Increased GCR rate is correlated with hyperrecombination at the rDNA locus in dia2Δ cells. (A) Assay used to detect gross chromosomal rearrangements. Sensitivity to canavanine (can) and 5-FOA selects for colonies that have undergone simultaneous loss of both genes via a GCR event. GCR rates were from two independent experiments; fold induction was calculated as the mean of dia2Δ GCR rate divided by the mean GCR rate of the parental control strain. (B) Chromosomal DNA from a control and seven independent can^r 5-FOA^r dia2Δ isolates was resolved by PFGE, stained with ethidium bromide, and probed with a Chr V-specific MCM3 sequence. (C) Chromsomal DNA from five of the same isolates was rerun and probed with a 35S rDNA sequence. (D) Recombination at the rDNA locus. Wild-type and dia2Δ strains bearing an ADE2 marker at the rDNA locus were plated onto rich medium and grown for 3 days.

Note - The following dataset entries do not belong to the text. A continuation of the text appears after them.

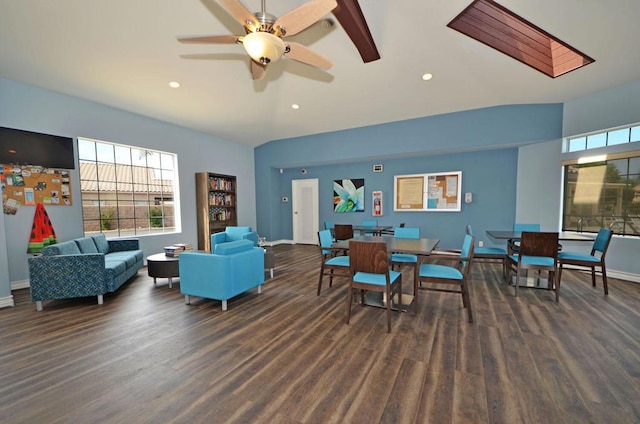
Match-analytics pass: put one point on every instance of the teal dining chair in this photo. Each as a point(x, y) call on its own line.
point(330, 261)
point(591, 260)
point(400, 259)
point(369, 268)
point(437, 275)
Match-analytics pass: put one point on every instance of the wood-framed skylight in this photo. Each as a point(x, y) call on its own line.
point(503, 30)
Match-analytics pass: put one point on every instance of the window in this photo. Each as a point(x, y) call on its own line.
point(603, 139)
point(604, 190)
point(126, 190)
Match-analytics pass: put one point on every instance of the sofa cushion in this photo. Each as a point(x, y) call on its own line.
point(64, 248)
point(115, 267)
point(101, 243)
point(86, 245)
point(129, 256)
point(233, 247)
point(236, 233)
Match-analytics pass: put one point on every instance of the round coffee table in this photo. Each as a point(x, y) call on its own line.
point(163, 266)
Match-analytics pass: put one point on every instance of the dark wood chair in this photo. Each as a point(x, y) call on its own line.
point(438, 275)
point(592, 260)
point(537, 251)
point(330, 261)
point(342, 232)
point(369, 268)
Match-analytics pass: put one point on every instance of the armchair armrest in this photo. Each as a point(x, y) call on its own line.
point(253, 236)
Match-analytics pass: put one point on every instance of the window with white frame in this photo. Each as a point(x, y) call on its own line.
point(126, 190)
point(602, 182)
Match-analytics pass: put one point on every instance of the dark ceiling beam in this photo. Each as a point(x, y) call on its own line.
point(350, 16)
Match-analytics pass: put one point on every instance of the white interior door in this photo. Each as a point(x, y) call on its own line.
point(305, 210)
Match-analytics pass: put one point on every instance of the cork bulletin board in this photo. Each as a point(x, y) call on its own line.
point(29, 185)
point(433, 192)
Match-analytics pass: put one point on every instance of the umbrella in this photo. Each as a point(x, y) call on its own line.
point(42, 233)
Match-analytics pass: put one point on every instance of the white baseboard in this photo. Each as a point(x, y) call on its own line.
point(634, 278)
point(16, 285)
point(282, 241)
point(6, 302)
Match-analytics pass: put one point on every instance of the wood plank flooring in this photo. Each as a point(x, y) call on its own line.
point(286, 356)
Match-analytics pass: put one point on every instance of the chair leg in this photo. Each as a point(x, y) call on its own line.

Recombination rates were calculated from counting first division missegregation events for at least 20,000 colonies. Bars indicate standard error. (E) Accumulation of ERCs. Genomic DNA isolated from each of the indicated strains was resolved by electrophoresis and probed with rDNA sequences. Asterisk indicates chromosomal rDNA and arrows point to mono- and multimeric ERCs (red and black arrows, respectively). (F) Subcellular localization of Dia2^GFP. A wild-type strain expressing Dia2^GFP was grown to log phase and visualized by fluorescence microscopy. Dia2^GFP signal that segregates late in anaphase as a string of fluorescence stretched across the bud neck is indicated by the arrow. Numbers in parentheses indicate the percentage of cells that show nucleolar Dia2 localization at each cell cycle stage.